Contrast the attitude that states, “I’m stupid and I’ll never get out of this mess” or feels crushed when someone else points out a flaw or failure with the Apostle Paul’s attitude towards condemnation and judgment:
But with me it is a very small thing that I should be judged by you or by any human court. In fact, I do not even judge myself. For I am not aware of anything against myself, but I am not thereby acquitted. It is the Lord who judges me. Therefore do not pronounce judgment before the time, before the Lord comes, who will bring to light the things now hidden in darkness and will disclose the purposes of the heart. Then each one will receive his commendation from God.
1 Corinthians 4:3-5
Don’t judge yourself
Read that again. What a radical shift from the seemingly holy practice of constant self-incrimination! Paul is so radically free from the law that he has given up his right to judge himself, replacing it with faith that God will be the one judges.

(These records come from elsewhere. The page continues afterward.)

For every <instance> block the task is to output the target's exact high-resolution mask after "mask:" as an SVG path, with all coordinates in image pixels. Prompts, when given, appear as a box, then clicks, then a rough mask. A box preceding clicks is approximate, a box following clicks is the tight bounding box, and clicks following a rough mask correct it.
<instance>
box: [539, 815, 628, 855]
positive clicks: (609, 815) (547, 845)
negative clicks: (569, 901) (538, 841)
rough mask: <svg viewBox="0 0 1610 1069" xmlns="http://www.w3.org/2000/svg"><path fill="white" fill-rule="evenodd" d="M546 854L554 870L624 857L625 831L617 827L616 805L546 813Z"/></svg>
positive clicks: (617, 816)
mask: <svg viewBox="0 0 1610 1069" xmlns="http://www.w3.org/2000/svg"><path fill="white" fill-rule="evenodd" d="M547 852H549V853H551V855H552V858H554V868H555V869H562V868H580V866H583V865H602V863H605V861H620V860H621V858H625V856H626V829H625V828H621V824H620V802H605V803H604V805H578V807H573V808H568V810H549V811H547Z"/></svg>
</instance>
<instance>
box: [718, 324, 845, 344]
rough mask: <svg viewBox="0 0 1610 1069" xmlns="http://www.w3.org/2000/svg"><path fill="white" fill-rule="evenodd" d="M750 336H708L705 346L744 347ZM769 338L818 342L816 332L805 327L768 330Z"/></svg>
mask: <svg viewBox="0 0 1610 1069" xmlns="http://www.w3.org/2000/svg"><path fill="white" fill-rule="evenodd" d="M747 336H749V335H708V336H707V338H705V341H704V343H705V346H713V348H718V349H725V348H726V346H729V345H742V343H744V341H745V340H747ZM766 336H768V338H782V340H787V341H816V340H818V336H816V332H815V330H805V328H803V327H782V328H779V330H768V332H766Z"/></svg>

Paul has so thoroughly known the free gift of Grace in Christ that he not only isn’t afraid of what other people think about him – he’s not even afraid of what he thinks about himself. Instead his evaluation of himself is replaced completely by God’s evaluation of him in Christ, which he writes of elsewhere, saying:
There is therefore now no condemnation for those who are in Christ Jesus. For the law of the Spirit of life has set you free in Christ Jesus from the law of sin and death. For God has done what the law, weakened by the flesh, could not do. By sending his own Son in the likeness of sinful flesh and for sin, he condemned sin in the flesh, in order that the righteous requirement of the law might be fulfilled in us, who walk not according to the flesh but according to the Spirit. For those who live according to the flesh set their minds on the things of the flesh, but those who live according to the Spirit set their minds on the things of the Spirit. For to set the mind on the flesh is death, but to set the mind on the Spirit is life and peace.
Romans 8:1-6
Don’t condemn the uncondemnable
God has sent his son Jesus and set you free from the law. He has, in Christ, made it so that “the righteous requirement of the law [is] fulfilled in us.” Note that well, my friends. The righteous requirement of the law has been fulfilled in us. Past tense. God has already passed judgment on you, and that judgment is that you are not condemned. You are loved, restored, and filled with the Spirit.
Every time we judge ourselves we are usurping God’s place, attempting to rewrite the sentence that God has written. Every time we hold up the mirror of the law to evaluate our progress and growth (or lack thereof) we are, as Paul put it, setting our minds on the things of the flesh. We are taking our eyes off of Christ and putting them on ourselves, which always results in condemnation and death.
Instead we must stop trying to condemn the uncondemnable and start setting our minds on the Spirit. Every time a condemning thought flits through our minds we can simply laugh at it and let it slide off of, saying with the apostle Paul, “with me it is a very small thing that I should be judged”…I do not even have the right to judge myself. There is no condemnation for me!
Stop hitting yourself. That radical shift will utterly transform you life.
Stop condemning what God has called righteous and good. “For freedom Christ has set us free; stand firm therefore, and do not submit again to a yoke of slavery.” (Gal. 5:1) As you practice living in that freedom you’ll discover that it is indeed true that agreeing with the Spirit (rather than trying to work under the law) is life and peace in abundance. I, for one, want to live that kind of life.